There are problems with this theory. First, it contradicts the Time Traveler’s practice, though not Wald’s. Secondly, the Time Traveler describes "mental existences" not, e. g., as "fields" but as immaterial and dimensionless which suggests that they are undetectable and even non-existent. (47) Thirdly, as before, motion "along the Time-Dimension with a uniform velocity" would take time so this dimension would not be time. (47) Fourthly, the theory suggests that, before or after the passage through human bodies of their minds, these bodies are mere automata although indistinguishable from conscious organisms.

This radical mind-body dualism leads to solipsism. Each of us has no way of knowing whether other organisms are really conscious. My neighbor’s mind, if he has one, may move along the fourth dimension more slowly or quickly than mine.

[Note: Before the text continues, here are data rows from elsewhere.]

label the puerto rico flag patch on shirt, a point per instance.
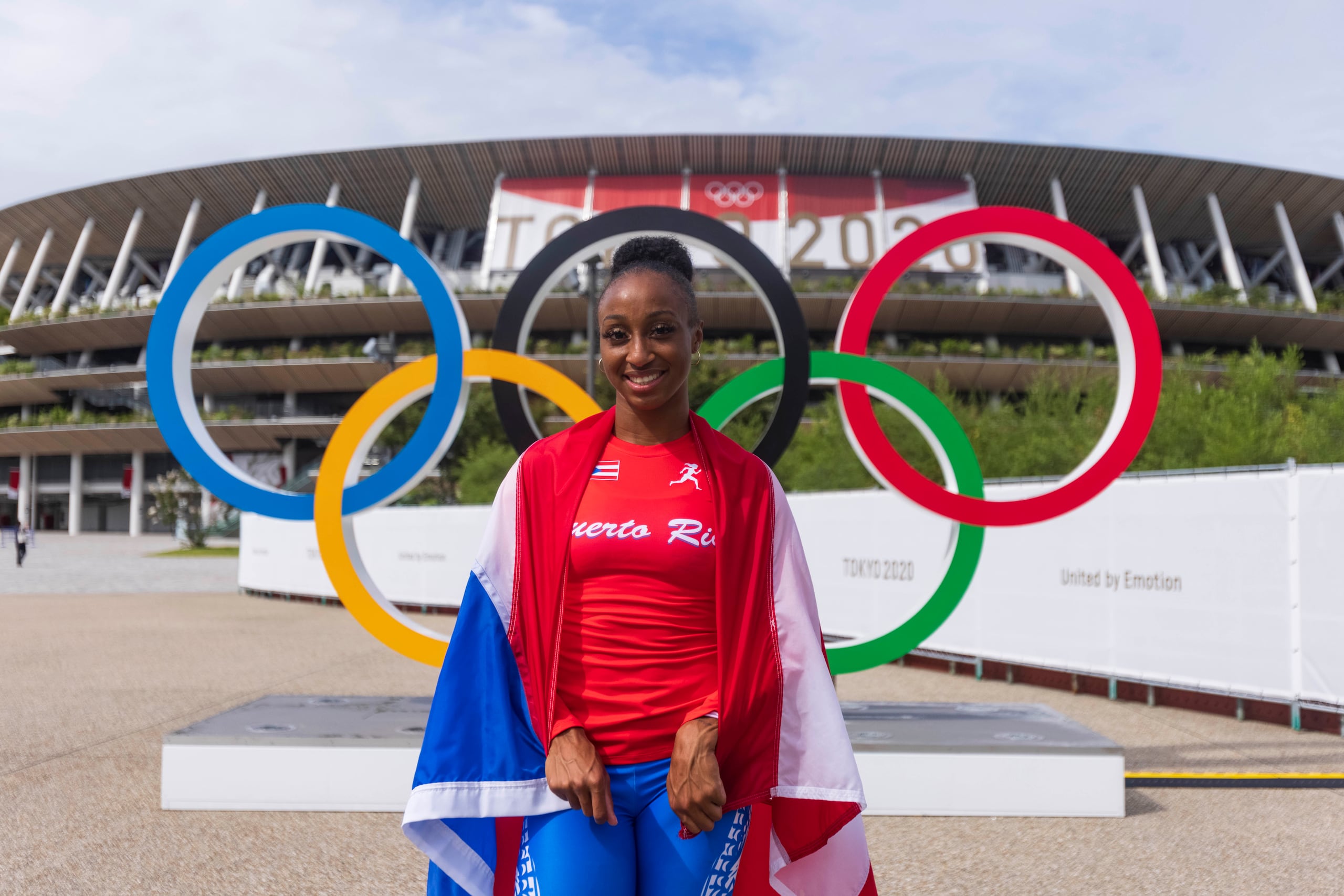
(606, 471)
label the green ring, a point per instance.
(766, 378)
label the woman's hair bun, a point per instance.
(652, 251)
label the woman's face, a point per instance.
(647, 339)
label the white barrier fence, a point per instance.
(1218, 581)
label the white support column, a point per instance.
(881, 205)
(188, 227)
(1150, 241)
(1301, 282)
(76, 515)
(119, 268)
(394, 281)
(207, 508)
(68, 281)
(492, 226)
(26, 489)
(1232, 269)
(30, 280)
(289, 458)
(236, 282)
(138, 492)
(315, 267)
(1057, 195)
(7, 268)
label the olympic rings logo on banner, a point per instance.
(445, 376)
(726, 195)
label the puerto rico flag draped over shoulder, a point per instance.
(783, 745)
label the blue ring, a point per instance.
(444, 316)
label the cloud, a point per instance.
(92, 92)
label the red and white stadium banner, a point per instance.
(531, 212)
(797, 220)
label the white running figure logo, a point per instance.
(690, 472)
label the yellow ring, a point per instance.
(346, 455)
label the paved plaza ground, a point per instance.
(105, 562)
(89, 684)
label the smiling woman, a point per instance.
(675, 680)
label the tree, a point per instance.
(178, 505)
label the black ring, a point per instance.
(793, 330)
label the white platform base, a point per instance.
(359, 754)
(287, 778)
(968, 784)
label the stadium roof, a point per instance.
(457, 182)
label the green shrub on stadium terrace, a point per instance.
(59, 416)
(1252, 413)
(11, 367)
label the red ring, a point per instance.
(857, 327)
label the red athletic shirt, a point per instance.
(639, 649)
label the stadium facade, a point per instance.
(1230, 254)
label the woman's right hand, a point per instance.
(577, 775)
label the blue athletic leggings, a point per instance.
(566, 853)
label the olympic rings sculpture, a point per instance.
(445, 376)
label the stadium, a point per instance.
(1229, 254)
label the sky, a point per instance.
(93, 92)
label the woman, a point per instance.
(637, 676)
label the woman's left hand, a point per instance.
(695, 789)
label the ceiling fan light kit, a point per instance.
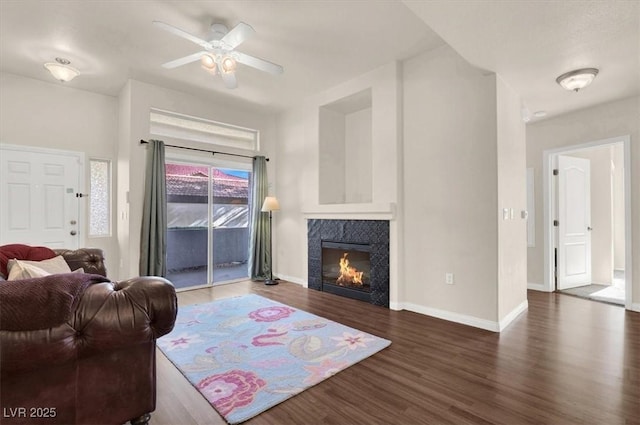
(61, 70)
(219, 55)
(577, 79)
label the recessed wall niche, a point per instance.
(345, 134)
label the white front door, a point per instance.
(38, 197)
(574, 227)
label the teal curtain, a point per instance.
(259, 244)
(153, 240)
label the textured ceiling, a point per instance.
(324, 43)
(319, 43)
(530, 43)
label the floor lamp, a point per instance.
(270, 205)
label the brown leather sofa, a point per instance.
(98, 366)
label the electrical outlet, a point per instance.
(448, 278)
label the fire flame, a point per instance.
(348, 275)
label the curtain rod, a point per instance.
(144, 142)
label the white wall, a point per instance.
(597, 123)
(55, 116)
(439, 165)
(450, 186)
(139, 98)
(299, 139)
(358, 158)
(512, 233)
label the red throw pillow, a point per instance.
(22, 252)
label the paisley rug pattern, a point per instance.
(246, 354)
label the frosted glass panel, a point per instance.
(99, 198)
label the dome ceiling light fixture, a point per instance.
(578, 79)
(61, 70)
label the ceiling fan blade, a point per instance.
(183, 61)
(229, 79)
(258, 63)
(237, 35)
(181, 33)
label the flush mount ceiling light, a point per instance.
(220, 56)
(578, 79)
(61, 70)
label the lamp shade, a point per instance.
(270, 204)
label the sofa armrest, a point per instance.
(109, 316)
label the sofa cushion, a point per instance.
(22, 252)
(25, 269)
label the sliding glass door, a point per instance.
(208, 223)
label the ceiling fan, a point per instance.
(219, 55)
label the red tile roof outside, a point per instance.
(189, 180)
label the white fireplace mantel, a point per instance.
(371, 211)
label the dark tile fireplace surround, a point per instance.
(367, 241)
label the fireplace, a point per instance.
(350, 258)
(346, 267)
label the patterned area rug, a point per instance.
(246, 354)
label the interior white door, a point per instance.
(574, 228)
(38, 198)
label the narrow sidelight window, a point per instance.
(100, 198)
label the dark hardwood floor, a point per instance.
(564, 361)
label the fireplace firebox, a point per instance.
(350, 258)
(346, 267)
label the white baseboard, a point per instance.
(537, 287)
(454, 317)
(510, 317)
(291, 279)
(396, 306)
(465, 319)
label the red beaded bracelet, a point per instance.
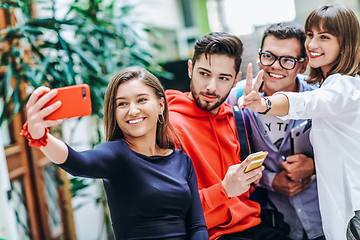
(41, 142)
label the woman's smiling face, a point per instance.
(322, 48)
(137, 109)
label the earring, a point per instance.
(161, 119)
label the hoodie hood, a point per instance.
(181, 102)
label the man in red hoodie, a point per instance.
(206, 127)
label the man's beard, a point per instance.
(208, 106)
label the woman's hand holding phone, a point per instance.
(36, 111)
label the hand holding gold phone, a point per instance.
(257, 160)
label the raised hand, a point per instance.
(236, 182)
(251, 97)
(36, 111)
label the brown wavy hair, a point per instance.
(342, 23)
(164, 131)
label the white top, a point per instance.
(335, 110)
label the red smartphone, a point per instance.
(76, 102)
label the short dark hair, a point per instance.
(286, 30)
(221, 43)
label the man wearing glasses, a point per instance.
(288, 179)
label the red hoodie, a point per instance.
(212, 144)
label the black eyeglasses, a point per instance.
(286, 62)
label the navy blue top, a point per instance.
(152, 197)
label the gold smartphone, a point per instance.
(258, 159)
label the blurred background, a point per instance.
(65, 42)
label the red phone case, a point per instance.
(76, 102)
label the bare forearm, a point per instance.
(280, 105)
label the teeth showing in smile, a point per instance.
(136, 121)
(315, 54)
(276, 75)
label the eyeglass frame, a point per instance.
(278, 58)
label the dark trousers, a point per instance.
(259, 232)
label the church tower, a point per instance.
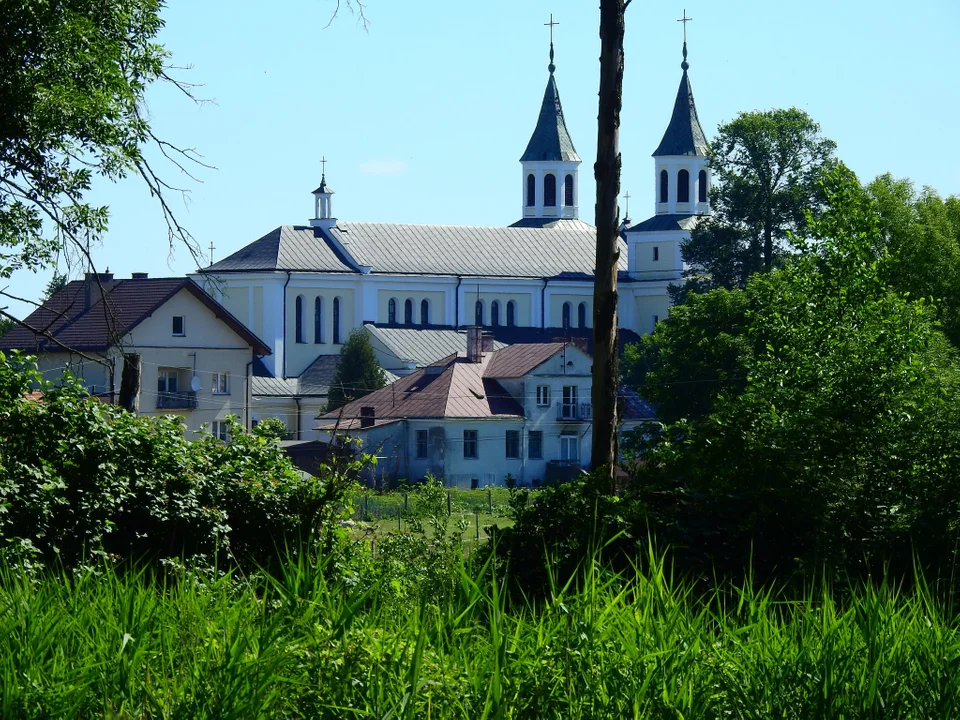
(550, 163)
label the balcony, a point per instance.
(574, 412)
(176, 401)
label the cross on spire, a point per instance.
(551, 67)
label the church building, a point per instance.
(303, 288)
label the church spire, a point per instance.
(684, 136)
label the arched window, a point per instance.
(683, 186)
(299, 320)
(336, 321)
(318, 320)
(550, 190)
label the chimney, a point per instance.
(474, 343)
(368, 417)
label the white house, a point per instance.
(477, 416)
(303, 288)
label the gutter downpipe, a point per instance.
(284, 368)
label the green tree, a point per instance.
(766, 167)
(358, 371)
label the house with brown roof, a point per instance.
(477, 416)
(195, 358)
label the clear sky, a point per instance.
(423, 117)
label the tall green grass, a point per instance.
(101, 644)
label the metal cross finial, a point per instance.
(684, 20)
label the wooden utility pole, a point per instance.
(606, 364)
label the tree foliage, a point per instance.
(358, 371)
(766, 167)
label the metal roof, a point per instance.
(665, 223)
(684, 136)
(551, 139)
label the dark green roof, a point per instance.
(684, 136)
(551, 140)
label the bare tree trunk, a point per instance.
(606, 367)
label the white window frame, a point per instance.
(543, 396)
(221, 383)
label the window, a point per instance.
(470, 444)
(570, 448)
(534, 444)
(683, 186)
(318, 321)
(512, 447)
(168, 380)
(543, 395)
(336, 321)
(221, 383)
(218, 428)
(299, 319)
(550, 190)
(568, 407)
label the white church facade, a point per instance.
(304, 288)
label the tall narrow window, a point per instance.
(336, 321)
(550, 190)
(683, 186)
(318, 320)
(299, 318)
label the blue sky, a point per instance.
(423, 118)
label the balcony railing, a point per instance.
(574, 412)
(176, 401)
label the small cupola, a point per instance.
(323, 204)
(550, 163)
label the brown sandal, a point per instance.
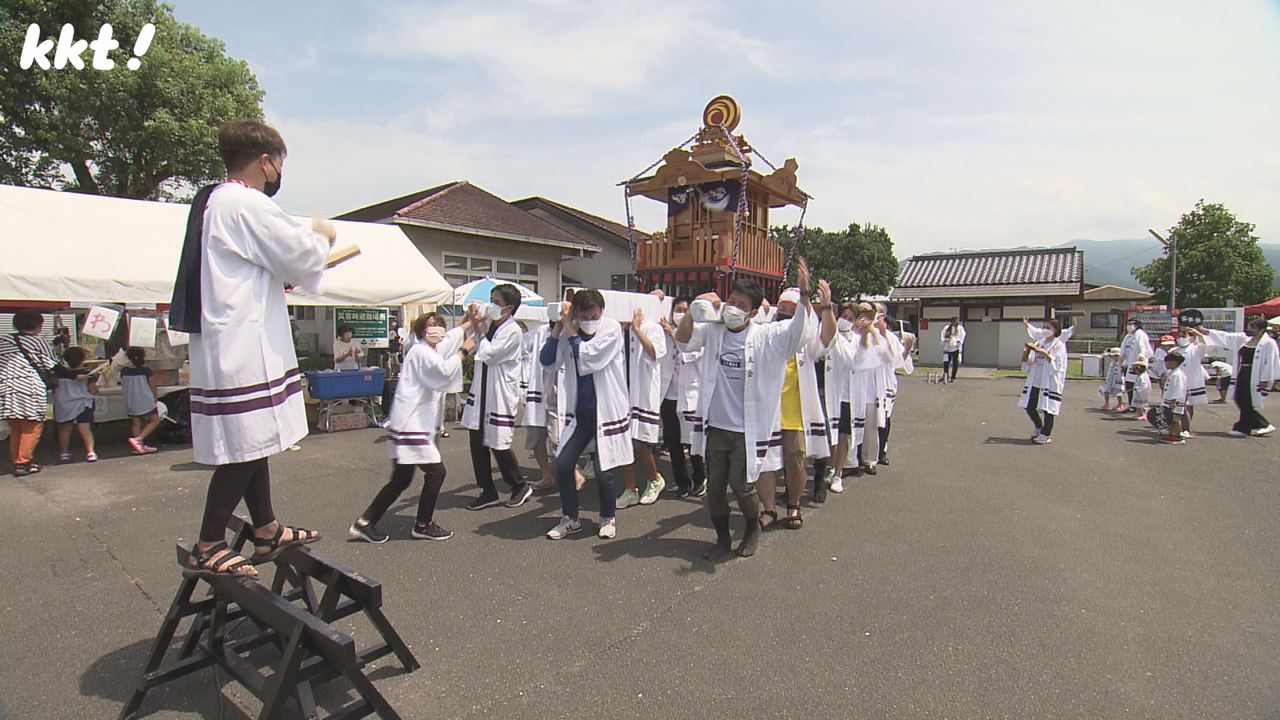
(277, 545)
(218, 560)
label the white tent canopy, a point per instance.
(85, 249)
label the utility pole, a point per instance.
(1171, 244)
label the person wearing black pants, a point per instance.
(671, 438)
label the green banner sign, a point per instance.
(369, 323)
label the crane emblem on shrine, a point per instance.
(717, 212)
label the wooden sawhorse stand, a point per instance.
(311, 651)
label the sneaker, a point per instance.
(608, 528)
(566, 527)
(430, 532)
(368, 533)
(520, 495)
(652, 491)
(484, 501)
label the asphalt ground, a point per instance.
(978, 575)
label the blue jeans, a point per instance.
(584, 432)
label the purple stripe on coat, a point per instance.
(242, 406)
(245, 390)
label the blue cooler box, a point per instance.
(337, 384)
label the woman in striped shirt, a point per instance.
(23, 395)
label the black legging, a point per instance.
(951, 361)
(401, 478)
(231, 483)
(507, 465)
(671, 432)
(1046, 424)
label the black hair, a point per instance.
(586, 299)
(240, 142)
(749, 288)
(510, 295)
(27, 320)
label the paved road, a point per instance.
(977, 577)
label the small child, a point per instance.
(1174, 404)
(1115, 382)
(138, 386)
(73, 404)
(1141, 388)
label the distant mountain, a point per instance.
(1110, 261)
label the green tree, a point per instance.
(856, 261)
(146, 133)
(1219, 259)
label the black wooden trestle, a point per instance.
(292, 618)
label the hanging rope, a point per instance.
(799, 233)
(741, 199)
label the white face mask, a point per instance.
(735, 317)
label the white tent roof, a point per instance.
(83, 249)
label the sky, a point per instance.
(979, 124)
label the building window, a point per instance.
(1104, 320)
(461, 269)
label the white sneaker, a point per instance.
(566, 527)
(627, 499)
(608, 528)
(652, 491)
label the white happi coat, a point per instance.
(538, 414)
(956, 342)
(1194, 372)
(246, 395)
(645, 387)
(817, 442)
(502, 386)
(1046, 373)
(600, 356)
(767, 349)
(1266, 361)
(686, 370)
(897, 356)
(415, 418)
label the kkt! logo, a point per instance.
(36, 51)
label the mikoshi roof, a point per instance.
(1048, 272)
(85, 249)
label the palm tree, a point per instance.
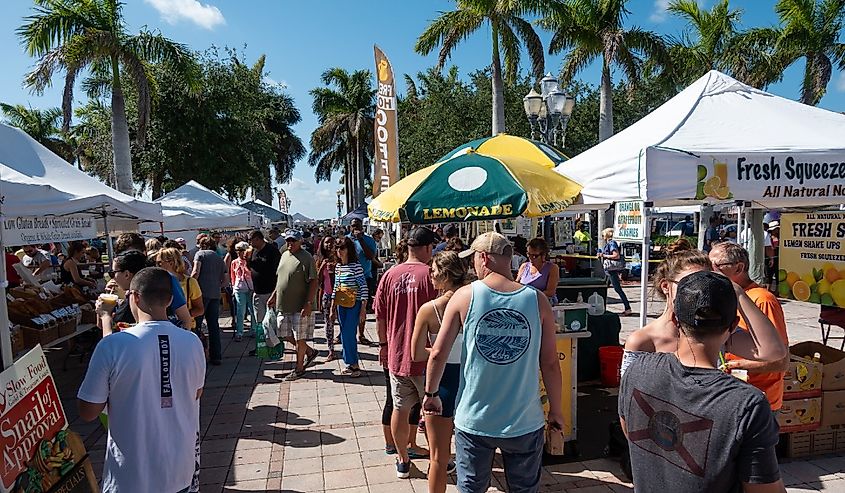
(509, 30)
(41, 125)
(710, 42)
(344, 139)
(810, 29)
(75, 35)
(590, 29)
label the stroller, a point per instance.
(828, 317)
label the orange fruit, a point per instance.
(801, 291)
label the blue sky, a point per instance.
(303, 38)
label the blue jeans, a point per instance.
(212, 319)
(243, 302)
(523, 458)
(617, 286)
(348, 318)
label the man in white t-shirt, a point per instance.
(151, 377)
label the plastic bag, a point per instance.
(271, 328)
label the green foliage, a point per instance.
(442, 112)
(225, 132)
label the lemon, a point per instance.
(837, 292)
(801, 291)
(824, 286)
(711, 185)
(808, 278)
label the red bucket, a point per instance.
(610, 361)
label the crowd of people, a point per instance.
(452, 325)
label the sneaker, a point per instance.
(294, 375)
(403, 469)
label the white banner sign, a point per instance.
(628, 221)
(30, 230)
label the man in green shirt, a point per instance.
(293, 298)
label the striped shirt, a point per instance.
(351, 276)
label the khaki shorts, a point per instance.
(406, 391)
(296, 326)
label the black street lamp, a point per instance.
(549, 111)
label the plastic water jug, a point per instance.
(596, 302)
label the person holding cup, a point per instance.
(111, 310)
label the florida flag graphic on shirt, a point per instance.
(668, 431)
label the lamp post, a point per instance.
(548, 111)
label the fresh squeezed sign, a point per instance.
(28, 230)
(766, 176)
(30, 410)
(628, 221)
(812, 257)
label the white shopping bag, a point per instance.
(270, 326)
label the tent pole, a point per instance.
(109, 246)
(5, 331)
(644, 266)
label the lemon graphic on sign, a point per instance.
(715, 186)
(383, 71)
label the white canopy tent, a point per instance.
(193, 207)
(36, 182)
(718, 141)
(751, 140)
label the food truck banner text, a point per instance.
(812, 257)
(31, 230)
(30, 410)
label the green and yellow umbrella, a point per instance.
(507, 146)
(468, 185)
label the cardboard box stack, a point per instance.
(813, 410)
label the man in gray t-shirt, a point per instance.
(690, 426)
(210, 272)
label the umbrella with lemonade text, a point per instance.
(468, 185)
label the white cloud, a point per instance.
(173, 11)
(660, 11)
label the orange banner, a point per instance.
(386, 134)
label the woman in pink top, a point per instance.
(242, 285)
(325, 274)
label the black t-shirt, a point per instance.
(695, 429)
(262, 266)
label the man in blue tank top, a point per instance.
(509, 338)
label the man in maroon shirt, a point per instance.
(402, 291)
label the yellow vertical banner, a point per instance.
(386, 133)
(569, 391)
(812, 257)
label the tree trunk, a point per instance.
(122, 156)
(264, 191)
(157, 185)
(606, 104)
(498, 88)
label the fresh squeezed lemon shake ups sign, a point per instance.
(770, 178)
(812, 257)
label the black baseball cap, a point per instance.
(422, 236)
(706, 301)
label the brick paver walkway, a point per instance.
(323, 432)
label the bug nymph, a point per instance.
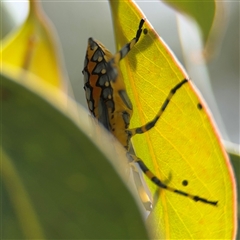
(109, 103)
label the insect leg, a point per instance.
(152, 123)
(160, 184)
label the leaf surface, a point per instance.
(184, 144)
(33, 47)
(56, 183)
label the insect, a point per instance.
(109, 103)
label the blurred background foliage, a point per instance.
(75, 22)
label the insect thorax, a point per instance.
(106, 96)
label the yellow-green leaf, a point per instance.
(33, 47)
(55, 182)
(184, 144)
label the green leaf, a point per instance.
(56, 183)
(183, 145)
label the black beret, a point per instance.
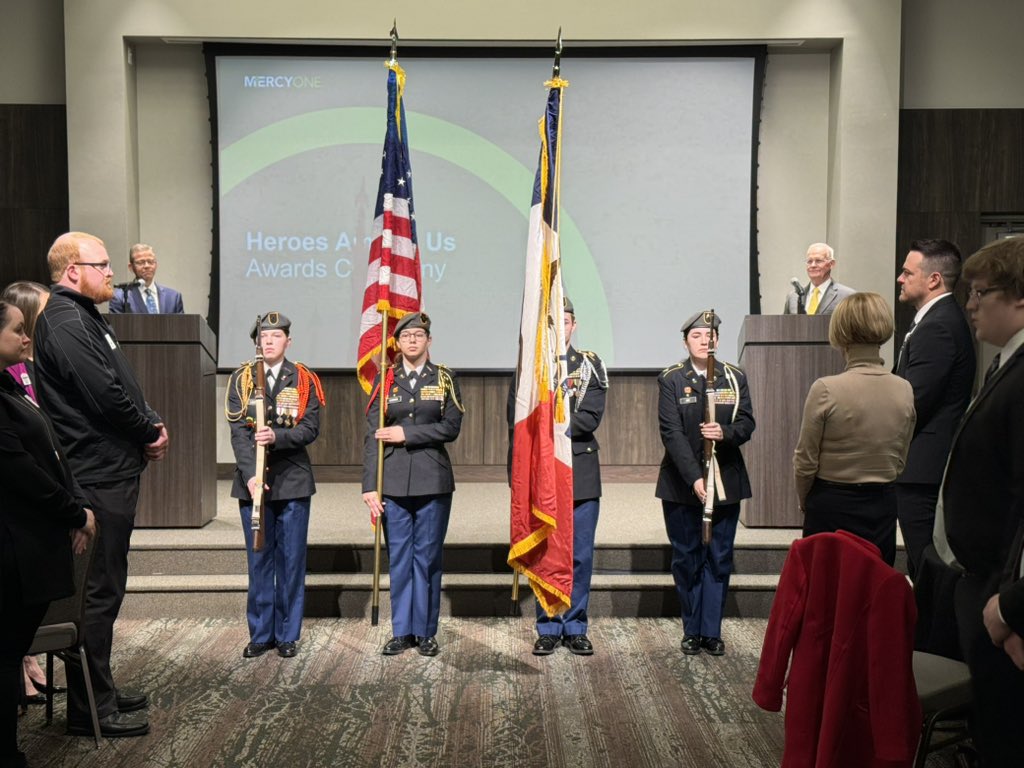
(271, 322)
(413, 321)
(707, 318)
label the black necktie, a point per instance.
(906, 338)
(991, 369)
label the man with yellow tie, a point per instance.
(822, 294)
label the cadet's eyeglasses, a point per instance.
(979, 293)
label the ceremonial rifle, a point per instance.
(709, 444)
(258, 402)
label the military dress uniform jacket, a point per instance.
(430, 414)
(680, 412)
(288, 470)
(587, 386)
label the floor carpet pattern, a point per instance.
(484, 701)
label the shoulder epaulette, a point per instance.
(446, 380)
(243, 387)
(670, 369)
(307, 380)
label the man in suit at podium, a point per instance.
(937, 357)
(822, 294)
(143, 296)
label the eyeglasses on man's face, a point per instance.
(979, 293)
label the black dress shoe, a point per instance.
(131, 701)
(286, 650)
(256, 649)
(714, 646)
(117, 725)
(17, 760)
(427, 646)
(545, 645)
(396, 645)
(691, 645)
(579, 644)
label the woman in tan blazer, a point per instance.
(856, 432)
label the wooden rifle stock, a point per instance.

Thus, it may not be present in his body when I am speaking to him. Indeed, it is unnecessary:

"He is not free in any way to change the shaping of the ultimate creature; all he can do is observe…" (45)

"…the shaping of the ultimate creature…" includes the movements of his own body and even of its vocal organs. I remember Blish suggesting in a conversation at a science fiction convention that minds might move along time at different rates but this is surely an absurd conclusion to arrive at. If the conclusion is valid, then I cannot be sure that Blish’s consciousness was present when it was suggested.